Joe Annoni - Analyst
Okay. How about if I think of it in terms of market share at Cingular then?
Eric DeMarco - President, CEO & COO
I don't know that specifically, but I do know, I do believe, I think I still know that we're the one -- we continue to be one of the as not the largest outsourcer of engineering services at Cingular.
Joe Annoni - Analyst
Okay. That's very helpful.
Eric DeMarco - President, CEO & COO
Okay.
Joe Annoni - Analyst
And then as far you mentioned biggest challenge is still finding talent. Can you give a little bit color on, has that changed from the last quarterly call. You mentioned this. Sort of what's going on with that?
Eric DeMarco - President, CEO & COO
The supply/demand imbalance continues, where there is continues to be very strong demand for UMTS and EVDO engineers and engineers with a certain amount of experience on the certain equipment platforms etcetera, etcetera, etcetera. So that continues to remain a challenge for us. What has gotten better for us because of the actions the management team took is we have enhanced our recruiting capability. We have enhanced our resourcing capability. We continue to do that and the amount of open recs that we have today is significantly less than it was three months ago, because we built them up.
Joe Annoni - Analyst
Okay. Good and that one final question. You mentioned that some new initiatives, you mentioned these before -- IP and broadband Wireless, can you give a little bit more color on -- I don't know maybe just the size, the timing? What type of customers this entails?

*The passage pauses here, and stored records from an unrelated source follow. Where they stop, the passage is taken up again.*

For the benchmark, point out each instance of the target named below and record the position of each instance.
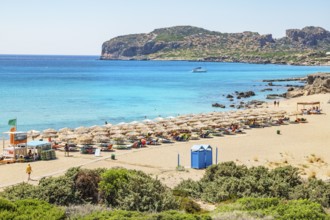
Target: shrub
(188, 188)
(7, 205)
(283, 210)
(228, 181)
(226, 169)
(111, 181)
(143, 193)
(86, 184)
(58, 190)
(131, 215)
(21, 191)
(189, 205)
(285, 179)
(29, 209)
(297, 209)
(35, 209)
(313, 190)
(257, 203)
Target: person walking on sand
(28, 171)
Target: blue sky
(79, 27)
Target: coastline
(297, 145)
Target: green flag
(12, 122)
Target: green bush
(131, 215)
(59, 191)
(228, 181)
(297, 209)
(227, 169)
(258, 203)
(111, 181)
(278, 209)
(189, 205)
(86, 184)
(188, 188)
(284, 180)
(7, 205)
(29, 209)
(143, 193)
(21, 191)
(313, 190)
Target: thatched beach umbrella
(33, 133)
(101, 139)
(50, 130)
(85, 139)
(68, 137)
(81, 130)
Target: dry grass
(311, 174)
(315, 159)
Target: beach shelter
(201, 156)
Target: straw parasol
(33, 133)
(49, 130)
(85, 139)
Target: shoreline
(260, 146)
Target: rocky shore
(317, 83)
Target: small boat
(199, 70)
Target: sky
(79, 27)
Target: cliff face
(306, 46)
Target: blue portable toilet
(201, 156)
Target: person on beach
(28, 171)
(66, 150)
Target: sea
(71, 91)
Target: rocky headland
(307, 46)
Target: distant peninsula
(307, 46)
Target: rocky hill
(308, 46)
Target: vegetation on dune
(272, 208)
(29, 209)
(228, 181)
(239, 191)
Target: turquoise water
(73, 91)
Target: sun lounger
(123, 147)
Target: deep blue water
(73, 91)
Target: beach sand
(306, 146)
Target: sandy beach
(304, 145)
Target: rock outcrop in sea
(308, 46)
(315, 84)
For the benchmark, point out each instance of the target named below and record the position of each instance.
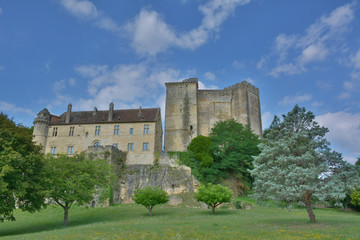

Eric DeMarco - President, CEO & COO
Sure. The customers are our same customers on the carrier side today. It's all of the carriers. The timing is right now. It has begun. And as I think, I mentioned, we have now started to fill slots. We've brought on one key manager. We've hired a second key manager, a very senior executive, who starts hopefully in the next 45 days. Our strategic objective, our plan is over the next year or two to build a very significant IP engineering group in this company to meet the demands that our customers are asking us to meet right now.
Joe Annoni - Analyst
Okay. All right. Very good. Thank you.
Operator
And that is all the time we do have for questions. I will turn a conference back over to our presenters for any additional or closing comments.
Eric DeMarco - President, CEO & COO
Very good. Thank you, very much and we will get back to you at the end of the Q3.
Operator
That does conclude today's teleconference. We'd like to thank everyone for their participation and wish everyone a great day. And now at this time, you may disconnect.